Occupy Our Food Supply on #F27


Occupy Our Food Supply/Screen capture

The other day i posted about a video that very succinctly outlined what is wrong with our food system. From excessive meat consumption through unsustainable agriculture to the marketing of foods based on cravings and psychological needs, not nutrition nor even taste, it was about as good a summary of the challenges we face as I have seen.

Yet it left me disappointed.

And as I wrote at the time, that disappointment stemmed from the video’s ultimate conclusion—that the solution to all these issues was simply changing our diet and educating ourselves. It’s not that I disagree that dietary choices and consumer awareness are important, it’s just that they left something out that should be at least as prominent, if not more so—voting, protesting and making your voice heard.

#F27: A Global Day of Action

As activists today launch a global day of action to Occupy Our Food Supply (use hashtag #F27 on twitter to keep up with all the action), it’s worth reflecting that whatever the green movement may have told us, we do not vote with our dollars—we vote with our votes. And it is in uniting our lifestyle choices/consumer activism with broader political engagement that the path to real change lies.


Lloyd Alter/CC BY 2.0

To be fair, the focus on shopping and eating is hardly the preserve of that one video I referenced. From extolling the virtues of the farmers’ market through the 100 mile diet to appeals to consumers to understand the carbon hoofprint of their food, the environmental movement (this site and this author included) has focused much of its efforts on changing what we buy, and what we eat, as an expression of the world we would like to see.

Why Consumer Food Activism Does Make Sense

There’s good reason for that, especially when it comes to food. While we may be able to do without fancy gadgets or new organic bamboo yoga mats, the concept of simply stopping consuming so much can only go so far when it comes too food. We all need to eat. (Although, come to think of it, a voluntary movement of “unconsumption” might help reduce the overpopulation problem.) But while buying foods that reflect our political beliefs and the world we want to see is important—unless we use those purchasing decisions as leverage to inform an explicitly political effort, then our movement will remain on the sidelines.


Image credit: Fish Fight

A Movement Broader Than We Realize
The fact is that our movement is much broader than the people we see at the farmers’ market or shopping in Whole Foods. I would be willing to bet that many, if not most, voters would prefer animals not to be tortured in pursuit of ever greater efficiency on the factory farm. I know for a fact that most Americans would like GMOs labeled so they can make informed choices. And the desire for healthy, nutritious food for our kids stretches way beyond the usual demographics of the LOHAS crowd.

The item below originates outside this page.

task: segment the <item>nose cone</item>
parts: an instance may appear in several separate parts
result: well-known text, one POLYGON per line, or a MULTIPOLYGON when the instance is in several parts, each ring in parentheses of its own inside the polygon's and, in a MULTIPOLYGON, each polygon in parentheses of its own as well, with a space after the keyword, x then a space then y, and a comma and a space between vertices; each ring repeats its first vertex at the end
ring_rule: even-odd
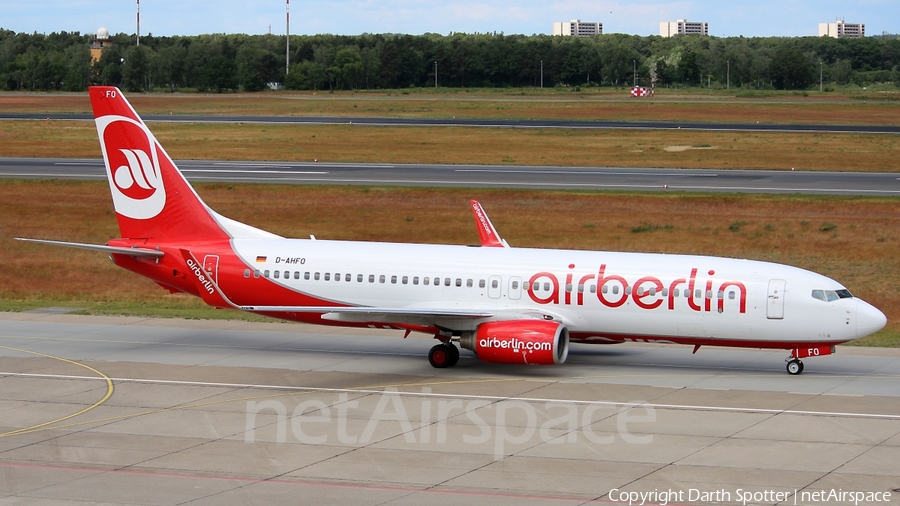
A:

Just as vegans, vegetarians and omnivores should unite to end factory farming, so too the green movement needs to stop wishing that everyone shopped like a saint, and start fighting to fix the system that drives us toward poor choices in the first place.

Why Play Only On Their Home Turf?
To draw the primary battle lines around the consumer arena, and to appeal primarily to consumer consciousness, is to pick a fight with the odds stacked against us. From online marketing to kids through a targeting of minority youth by fast food retailers through the difficulties of marketing healthy foods, we are operating in a system that is specifically designed to encourage over consumption of fatty, sugary and addictive food crap. In fact, as reported in Psychology Today a few years ago, simply seeing fast food logos subliminally can alter our mind and lead us to behave
more impatiently
. So why should we restrict ourselves to fighting in an arena that severely handicaps our ability to respond rationally to the choices laid out before us?

If you lived under a brutal dictatorship that rigged votes, dominated the airwaves and festooned every street corner with gigantic portraits of the exalted leader, you wouldn’t suggest overthrowing the regime by participating in unfair elections alone. So as we try to reform a system that is structurally built to let the big guys win, we must avoid the trap of playing by their rules and simply competing for market share.

We must broaden the rules of engagement. We must Occupy Our Food Supply.